- The Washington Times - Saturday, July 28, 2018

Fusion GPS, the impresario of the infamous Christopher Steele dossier, must undergo a deposition in a libel suit brought by a Russian entrepreneur, a federal judge ruled this week.

Judge Ursula Ungaro also ordered Fusion, a Washington investigative firm, to turn over written communications with Mr. Steele, who accused the Trump campaign of an “extensive conspiracy” yet to be proven publicly.

Aleksej Gubarev is suing the news site BuzzFeed in U.S. District Court in Miami for publishing the dossier’s final December 2016 memo. Mr. Steele accused him of hacking into Democratic Party computers at the behest of Moscow intelligence.

The Cyprus-based developer of Webzilla computer servers has denied the charge ever since the January 2017 web posting and says it damaged his global businesses.

Fusion, which paid Mr. Steele with money from the Hillary Clinton campaign and Democratic Party, fought in court to avoid being questioned by Mr. Gubarev’s attorneys. Fusion lawyers cited the First Amendment and invasion of privacy into the investigator’s business practices and confidential clients.

But Judge Ungaro rejected just about all of those arguments, meaning a Fusion representatives from its roster of former Wall Street Journal journalists will have to give testimony under oath. Fusion isn’t a defendant.

Mr. Gubarev’s lawyers will be allowed to ask about the hiring arrangement between Fusion and the Democrats and subsequently how Fusion contracted with Mr. Steele, a former British spy. Fusion will also be questioned on any communications with BuzzFeed and editor in chief Ben Smith.

“The circumstances of the preparation of the December memo are highly relevant to the truth or falsity of the statements that are at the heart of this case,” Judge Ungaro’s ruling said.

Gubarev can also ask Fusion about all the steps it and Mr. Steele took to obtain dossier information, but can not ask the identify of his Kremlin sources.

Fusion must also turn over its electronic communication with Mr. Steele, with sources redacted.

Mr. Gubarev won a similar court victory in his London defamation case to depose Mr. Mr. Steele. That deposition taken in June remains under seal, but could be disclosed at trial in November.

“The central theme of this litigation thus far has been that anyone with any knowledge of the pertinent facts has been dodging their obligation to provide sworn testimony,” Val Gurvits, Mr. Gubarev’s attorney, told The Washington Times. “Fusion GPS has been delaying the inevitable.

“Judge Ungaro is very engaged in this case and she saw through Fusion’s objections.
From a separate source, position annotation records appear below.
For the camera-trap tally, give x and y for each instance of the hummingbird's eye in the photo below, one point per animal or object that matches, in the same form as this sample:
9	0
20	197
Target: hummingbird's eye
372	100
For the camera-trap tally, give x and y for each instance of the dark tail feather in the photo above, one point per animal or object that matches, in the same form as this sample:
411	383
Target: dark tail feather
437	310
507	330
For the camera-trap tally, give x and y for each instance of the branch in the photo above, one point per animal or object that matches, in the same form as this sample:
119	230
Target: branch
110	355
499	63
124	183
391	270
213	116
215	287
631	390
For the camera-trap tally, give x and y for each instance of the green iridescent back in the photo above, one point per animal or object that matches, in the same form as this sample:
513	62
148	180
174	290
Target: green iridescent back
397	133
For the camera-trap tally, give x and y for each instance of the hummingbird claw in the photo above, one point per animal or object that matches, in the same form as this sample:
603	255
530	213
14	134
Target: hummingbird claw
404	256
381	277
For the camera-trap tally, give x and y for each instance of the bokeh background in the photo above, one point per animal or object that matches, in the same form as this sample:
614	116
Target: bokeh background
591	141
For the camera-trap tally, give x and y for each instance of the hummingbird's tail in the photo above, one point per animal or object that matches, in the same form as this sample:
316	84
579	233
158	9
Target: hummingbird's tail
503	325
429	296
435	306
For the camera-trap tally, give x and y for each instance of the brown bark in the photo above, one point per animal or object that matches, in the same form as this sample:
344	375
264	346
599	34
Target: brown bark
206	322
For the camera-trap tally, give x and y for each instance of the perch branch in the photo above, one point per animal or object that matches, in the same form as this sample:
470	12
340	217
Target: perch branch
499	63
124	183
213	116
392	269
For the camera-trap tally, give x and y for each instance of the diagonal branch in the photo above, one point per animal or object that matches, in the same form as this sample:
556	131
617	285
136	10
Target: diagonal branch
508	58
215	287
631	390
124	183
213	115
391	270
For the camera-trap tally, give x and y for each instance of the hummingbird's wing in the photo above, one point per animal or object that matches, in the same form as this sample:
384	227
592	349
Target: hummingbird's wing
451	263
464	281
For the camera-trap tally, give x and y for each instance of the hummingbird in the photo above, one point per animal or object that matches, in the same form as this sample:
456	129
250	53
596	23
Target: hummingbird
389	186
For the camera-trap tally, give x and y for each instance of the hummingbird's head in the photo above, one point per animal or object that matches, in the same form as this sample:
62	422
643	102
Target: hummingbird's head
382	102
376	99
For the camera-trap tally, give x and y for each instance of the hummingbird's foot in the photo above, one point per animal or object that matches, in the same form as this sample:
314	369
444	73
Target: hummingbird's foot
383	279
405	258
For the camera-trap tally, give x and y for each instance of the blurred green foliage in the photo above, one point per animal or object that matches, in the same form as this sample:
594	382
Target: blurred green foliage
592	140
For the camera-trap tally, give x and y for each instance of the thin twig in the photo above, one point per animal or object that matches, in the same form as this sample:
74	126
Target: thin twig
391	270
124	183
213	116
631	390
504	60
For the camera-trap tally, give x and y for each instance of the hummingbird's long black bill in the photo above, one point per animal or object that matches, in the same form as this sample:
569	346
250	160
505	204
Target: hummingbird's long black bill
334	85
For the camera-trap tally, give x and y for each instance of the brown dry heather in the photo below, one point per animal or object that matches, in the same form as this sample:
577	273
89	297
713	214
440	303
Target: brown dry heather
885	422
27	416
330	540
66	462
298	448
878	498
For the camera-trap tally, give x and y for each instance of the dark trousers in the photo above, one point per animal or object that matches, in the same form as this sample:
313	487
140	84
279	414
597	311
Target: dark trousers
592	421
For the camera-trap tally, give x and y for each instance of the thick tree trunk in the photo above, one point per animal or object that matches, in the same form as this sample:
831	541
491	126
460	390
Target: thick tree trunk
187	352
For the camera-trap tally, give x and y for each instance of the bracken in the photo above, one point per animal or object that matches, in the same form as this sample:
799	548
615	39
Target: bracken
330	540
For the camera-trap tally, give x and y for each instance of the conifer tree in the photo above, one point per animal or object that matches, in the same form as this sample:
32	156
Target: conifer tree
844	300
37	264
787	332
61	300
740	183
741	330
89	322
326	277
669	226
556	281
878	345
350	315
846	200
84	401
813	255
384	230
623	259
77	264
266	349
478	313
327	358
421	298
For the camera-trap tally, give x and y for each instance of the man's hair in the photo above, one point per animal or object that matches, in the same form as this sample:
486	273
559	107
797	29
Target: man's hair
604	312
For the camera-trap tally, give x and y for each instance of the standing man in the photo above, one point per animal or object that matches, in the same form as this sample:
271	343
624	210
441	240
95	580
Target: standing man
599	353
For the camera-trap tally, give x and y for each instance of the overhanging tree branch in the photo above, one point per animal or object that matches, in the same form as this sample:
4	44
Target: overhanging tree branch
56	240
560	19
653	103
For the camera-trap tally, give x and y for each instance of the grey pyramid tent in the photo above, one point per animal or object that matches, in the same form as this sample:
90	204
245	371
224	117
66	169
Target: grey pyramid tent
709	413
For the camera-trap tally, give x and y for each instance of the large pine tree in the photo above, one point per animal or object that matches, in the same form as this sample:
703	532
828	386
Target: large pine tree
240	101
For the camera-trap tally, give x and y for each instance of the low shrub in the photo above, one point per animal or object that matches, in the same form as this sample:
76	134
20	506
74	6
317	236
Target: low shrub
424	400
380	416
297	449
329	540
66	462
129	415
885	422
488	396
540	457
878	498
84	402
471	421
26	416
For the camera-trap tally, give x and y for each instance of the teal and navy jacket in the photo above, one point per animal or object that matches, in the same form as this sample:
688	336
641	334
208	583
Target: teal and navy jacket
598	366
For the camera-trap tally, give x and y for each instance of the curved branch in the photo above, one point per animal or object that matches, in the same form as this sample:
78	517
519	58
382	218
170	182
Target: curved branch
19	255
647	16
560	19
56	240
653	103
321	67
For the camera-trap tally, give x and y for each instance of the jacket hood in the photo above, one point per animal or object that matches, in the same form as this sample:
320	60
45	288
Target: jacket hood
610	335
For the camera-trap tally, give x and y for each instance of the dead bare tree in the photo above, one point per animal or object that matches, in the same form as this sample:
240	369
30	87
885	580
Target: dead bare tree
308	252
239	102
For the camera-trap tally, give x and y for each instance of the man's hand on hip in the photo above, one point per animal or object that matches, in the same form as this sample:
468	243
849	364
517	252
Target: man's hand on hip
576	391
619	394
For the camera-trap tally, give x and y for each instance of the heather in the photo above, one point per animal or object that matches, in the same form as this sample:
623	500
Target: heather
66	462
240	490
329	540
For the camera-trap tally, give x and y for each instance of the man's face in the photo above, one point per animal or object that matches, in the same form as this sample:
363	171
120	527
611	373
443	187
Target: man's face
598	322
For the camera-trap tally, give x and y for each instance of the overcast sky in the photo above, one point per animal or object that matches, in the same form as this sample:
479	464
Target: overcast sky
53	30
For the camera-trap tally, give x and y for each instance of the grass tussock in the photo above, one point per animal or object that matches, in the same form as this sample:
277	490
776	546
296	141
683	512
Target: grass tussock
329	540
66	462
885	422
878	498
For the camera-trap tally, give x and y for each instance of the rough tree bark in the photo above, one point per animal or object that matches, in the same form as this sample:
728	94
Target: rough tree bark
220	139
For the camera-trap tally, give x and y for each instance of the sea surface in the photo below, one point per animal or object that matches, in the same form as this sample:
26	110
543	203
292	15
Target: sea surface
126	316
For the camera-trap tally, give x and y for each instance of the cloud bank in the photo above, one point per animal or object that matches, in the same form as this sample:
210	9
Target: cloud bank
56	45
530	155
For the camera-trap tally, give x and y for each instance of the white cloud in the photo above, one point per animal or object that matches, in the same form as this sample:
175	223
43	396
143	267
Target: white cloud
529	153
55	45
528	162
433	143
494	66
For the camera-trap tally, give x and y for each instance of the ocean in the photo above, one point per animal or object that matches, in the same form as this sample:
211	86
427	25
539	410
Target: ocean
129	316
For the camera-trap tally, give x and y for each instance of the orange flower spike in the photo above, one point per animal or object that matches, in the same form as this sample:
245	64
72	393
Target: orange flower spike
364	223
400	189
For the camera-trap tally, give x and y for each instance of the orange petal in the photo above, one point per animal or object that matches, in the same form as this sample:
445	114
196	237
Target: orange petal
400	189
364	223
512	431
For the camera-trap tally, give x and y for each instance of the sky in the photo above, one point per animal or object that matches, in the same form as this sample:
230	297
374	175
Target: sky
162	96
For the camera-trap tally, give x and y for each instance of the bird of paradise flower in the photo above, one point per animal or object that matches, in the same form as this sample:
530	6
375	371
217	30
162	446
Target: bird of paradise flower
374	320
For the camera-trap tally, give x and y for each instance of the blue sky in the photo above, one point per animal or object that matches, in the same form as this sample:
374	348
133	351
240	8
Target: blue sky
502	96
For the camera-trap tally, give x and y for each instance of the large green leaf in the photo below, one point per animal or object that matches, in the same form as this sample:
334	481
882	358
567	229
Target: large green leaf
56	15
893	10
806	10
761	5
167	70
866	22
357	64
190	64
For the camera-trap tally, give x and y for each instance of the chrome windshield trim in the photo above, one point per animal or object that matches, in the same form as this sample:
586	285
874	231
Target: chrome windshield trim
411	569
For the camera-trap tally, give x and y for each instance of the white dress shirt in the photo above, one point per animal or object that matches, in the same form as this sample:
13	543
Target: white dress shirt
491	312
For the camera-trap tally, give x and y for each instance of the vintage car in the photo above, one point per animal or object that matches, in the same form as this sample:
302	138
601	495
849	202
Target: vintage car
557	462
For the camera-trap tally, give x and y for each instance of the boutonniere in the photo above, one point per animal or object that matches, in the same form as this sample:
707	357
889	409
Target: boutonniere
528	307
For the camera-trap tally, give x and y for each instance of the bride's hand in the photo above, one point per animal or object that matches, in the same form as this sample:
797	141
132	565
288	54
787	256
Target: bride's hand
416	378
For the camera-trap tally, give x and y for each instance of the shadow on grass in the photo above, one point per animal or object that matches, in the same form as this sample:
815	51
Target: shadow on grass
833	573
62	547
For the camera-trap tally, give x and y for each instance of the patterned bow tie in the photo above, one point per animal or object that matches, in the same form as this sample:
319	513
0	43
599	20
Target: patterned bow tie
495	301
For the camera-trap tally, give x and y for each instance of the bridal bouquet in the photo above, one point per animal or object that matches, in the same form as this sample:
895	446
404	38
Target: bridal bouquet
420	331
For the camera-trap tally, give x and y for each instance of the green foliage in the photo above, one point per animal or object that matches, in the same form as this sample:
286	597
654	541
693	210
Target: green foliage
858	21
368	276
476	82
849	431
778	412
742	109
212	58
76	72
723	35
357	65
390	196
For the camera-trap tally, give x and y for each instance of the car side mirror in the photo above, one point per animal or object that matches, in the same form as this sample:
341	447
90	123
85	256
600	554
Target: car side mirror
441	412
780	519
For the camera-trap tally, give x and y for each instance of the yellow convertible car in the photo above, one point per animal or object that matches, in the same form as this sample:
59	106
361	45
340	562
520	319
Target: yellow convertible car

I am certain that Fusion’s testimony will confirm what we have said all along, and what has now been independently established by the U.S. government: that the allegations in the December memorandum of Christopher Steel’s dossier against Alex Gubarev, XBT and Webzilla are absolutely false.”

Special counsel Robert Mueller brought an indictment against 12 Russian intelligence officers, charging them with executing the actual hacking against Democrats and stealing documents. The indictment makes no mention of Mr. Gubarev or his companies. He says he hasn’t been interviewed by Mr. Mueller’s team or by congressional committees.

Fusion has said it didn’t leak the dossier copy to BuzzFeed. Mr. Gubarev’s legal team has determined who did, but is under a gag order.

Outside of Fusion, a copy was known to exist in the hands of Sen. John McCain, Arizona Republican, who gave it to then-FBI Director James Comey in December 2016. A McCain associate, David Kramer, who met with Mr. Steele in England, also possessed the document.

By that time, the FBI already possessed most of Mr. Steele’s memos which began in June 2016.

Mr. Steele said in a declaration in London that he didn’t confirm the unsolicited allegations against Mr. Gubarev.